En effet, la démission récente des organisations représentant les industriels (la Fevad, Fédération e-commerce et vente à distance, le Gitep Tics, Groupement des industries des technologies de l’information et de la communication, le Secimavi, Syndicat des entreprises de commerce international de matériel audio, vidéo et informatique, le SFIB, Syndicat de l’industrie des technologies de l’information, le Simavelec, Syndicat des industries de matériels audiovisuels électroniques, et le SNSII, Syndicat national des supports d’image et d’information), avait fait tanguer la commission, même si la rue de Valois avait affirmé la volonté de continuer sans les démissionnaires. Ces derniers jours cependant, le ministère de la Culture semblait vouloir rencontrer les industriels pour les ramener à la table des négociations.

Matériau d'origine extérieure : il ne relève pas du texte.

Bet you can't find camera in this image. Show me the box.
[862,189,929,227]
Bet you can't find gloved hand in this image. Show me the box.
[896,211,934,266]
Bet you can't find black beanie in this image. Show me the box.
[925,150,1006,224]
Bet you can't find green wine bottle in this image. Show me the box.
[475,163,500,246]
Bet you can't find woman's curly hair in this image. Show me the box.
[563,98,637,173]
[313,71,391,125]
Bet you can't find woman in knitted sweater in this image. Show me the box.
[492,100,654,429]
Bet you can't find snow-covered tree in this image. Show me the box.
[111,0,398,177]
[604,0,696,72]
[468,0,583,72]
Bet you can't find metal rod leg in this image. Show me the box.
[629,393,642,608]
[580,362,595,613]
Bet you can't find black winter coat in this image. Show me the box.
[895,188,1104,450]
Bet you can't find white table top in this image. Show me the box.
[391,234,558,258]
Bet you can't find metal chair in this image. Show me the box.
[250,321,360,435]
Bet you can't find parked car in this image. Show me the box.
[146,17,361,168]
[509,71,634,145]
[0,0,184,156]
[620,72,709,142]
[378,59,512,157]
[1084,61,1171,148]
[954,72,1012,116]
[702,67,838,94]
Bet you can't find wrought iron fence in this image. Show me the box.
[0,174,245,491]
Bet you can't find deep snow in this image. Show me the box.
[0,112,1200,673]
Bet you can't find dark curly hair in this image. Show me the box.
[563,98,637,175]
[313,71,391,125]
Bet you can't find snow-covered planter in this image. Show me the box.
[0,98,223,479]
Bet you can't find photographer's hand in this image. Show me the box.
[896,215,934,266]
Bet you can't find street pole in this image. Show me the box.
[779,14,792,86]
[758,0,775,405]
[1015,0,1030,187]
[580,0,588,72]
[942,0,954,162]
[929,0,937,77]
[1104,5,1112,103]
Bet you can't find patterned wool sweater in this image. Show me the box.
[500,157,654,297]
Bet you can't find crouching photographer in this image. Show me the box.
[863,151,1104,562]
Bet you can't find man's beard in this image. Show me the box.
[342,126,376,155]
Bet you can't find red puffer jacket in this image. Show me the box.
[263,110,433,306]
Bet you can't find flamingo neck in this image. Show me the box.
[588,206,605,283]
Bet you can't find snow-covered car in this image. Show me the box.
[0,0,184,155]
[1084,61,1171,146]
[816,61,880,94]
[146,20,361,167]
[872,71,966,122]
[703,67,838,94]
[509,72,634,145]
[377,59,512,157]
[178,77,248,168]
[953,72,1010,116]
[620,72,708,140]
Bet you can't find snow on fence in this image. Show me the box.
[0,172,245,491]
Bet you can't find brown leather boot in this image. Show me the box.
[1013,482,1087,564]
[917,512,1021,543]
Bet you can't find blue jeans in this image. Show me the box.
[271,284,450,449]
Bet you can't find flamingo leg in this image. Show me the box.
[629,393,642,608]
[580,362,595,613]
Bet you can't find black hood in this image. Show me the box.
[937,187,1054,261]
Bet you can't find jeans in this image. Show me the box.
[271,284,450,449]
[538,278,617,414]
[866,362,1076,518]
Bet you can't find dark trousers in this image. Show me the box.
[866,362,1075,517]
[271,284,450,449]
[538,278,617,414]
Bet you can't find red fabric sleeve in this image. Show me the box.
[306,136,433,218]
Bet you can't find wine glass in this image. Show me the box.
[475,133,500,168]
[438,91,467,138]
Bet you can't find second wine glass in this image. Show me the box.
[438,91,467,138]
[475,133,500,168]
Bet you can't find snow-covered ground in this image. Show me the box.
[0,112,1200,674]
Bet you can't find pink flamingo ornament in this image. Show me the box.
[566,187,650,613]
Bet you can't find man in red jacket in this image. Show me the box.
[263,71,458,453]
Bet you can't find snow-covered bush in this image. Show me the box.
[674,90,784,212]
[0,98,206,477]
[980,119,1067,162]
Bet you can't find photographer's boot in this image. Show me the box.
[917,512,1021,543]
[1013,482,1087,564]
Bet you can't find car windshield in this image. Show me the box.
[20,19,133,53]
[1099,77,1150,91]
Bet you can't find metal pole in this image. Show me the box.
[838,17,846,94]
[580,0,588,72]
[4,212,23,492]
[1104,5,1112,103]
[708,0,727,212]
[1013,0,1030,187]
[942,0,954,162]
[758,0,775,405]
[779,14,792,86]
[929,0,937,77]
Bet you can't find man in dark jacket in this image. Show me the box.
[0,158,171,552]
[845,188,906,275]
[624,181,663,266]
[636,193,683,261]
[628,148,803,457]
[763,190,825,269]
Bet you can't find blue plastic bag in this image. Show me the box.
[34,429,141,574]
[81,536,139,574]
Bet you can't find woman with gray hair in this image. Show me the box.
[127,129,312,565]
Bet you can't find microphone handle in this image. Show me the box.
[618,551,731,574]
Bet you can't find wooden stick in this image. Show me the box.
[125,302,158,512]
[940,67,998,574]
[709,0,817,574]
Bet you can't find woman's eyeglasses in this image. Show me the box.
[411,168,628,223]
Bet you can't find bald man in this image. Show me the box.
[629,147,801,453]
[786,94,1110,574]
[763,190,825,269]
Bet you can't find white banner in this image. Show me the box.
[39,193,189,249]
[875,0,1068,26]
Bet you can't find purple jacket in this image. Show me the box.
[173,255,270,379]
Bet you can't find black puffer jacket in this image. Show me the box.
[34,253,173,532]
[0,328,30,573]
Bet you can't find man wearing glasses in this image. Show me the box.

A noter, pour l’instant, la Commission semble estimer que le stockage dans le cloud n’entre pas dans le périmètre de l’assiette de perception. Ce qui devrait suffire pour permettre à Free de continuer à affirmer que la Freebox Révolution ne peut être concernée par la rémunération.

La renégociation était devenue inévitable, suite aux différents jugements estimant que la copie privée ne devait pas être prélevée sur les flux professionnels, et que les copies illicites ne devaient pas être prises en compte dans les études d’usage menées pour établir les barèmes (Successivement par la Cour de Justice de l’Union européenne, en octobre 2010, le Conseil d’État, en juin 2011, la loi du 20 décembre 2011, le TGI de Paris, en juin 2012, et enfin le Conseil Constitutionnel, en juillet 2012).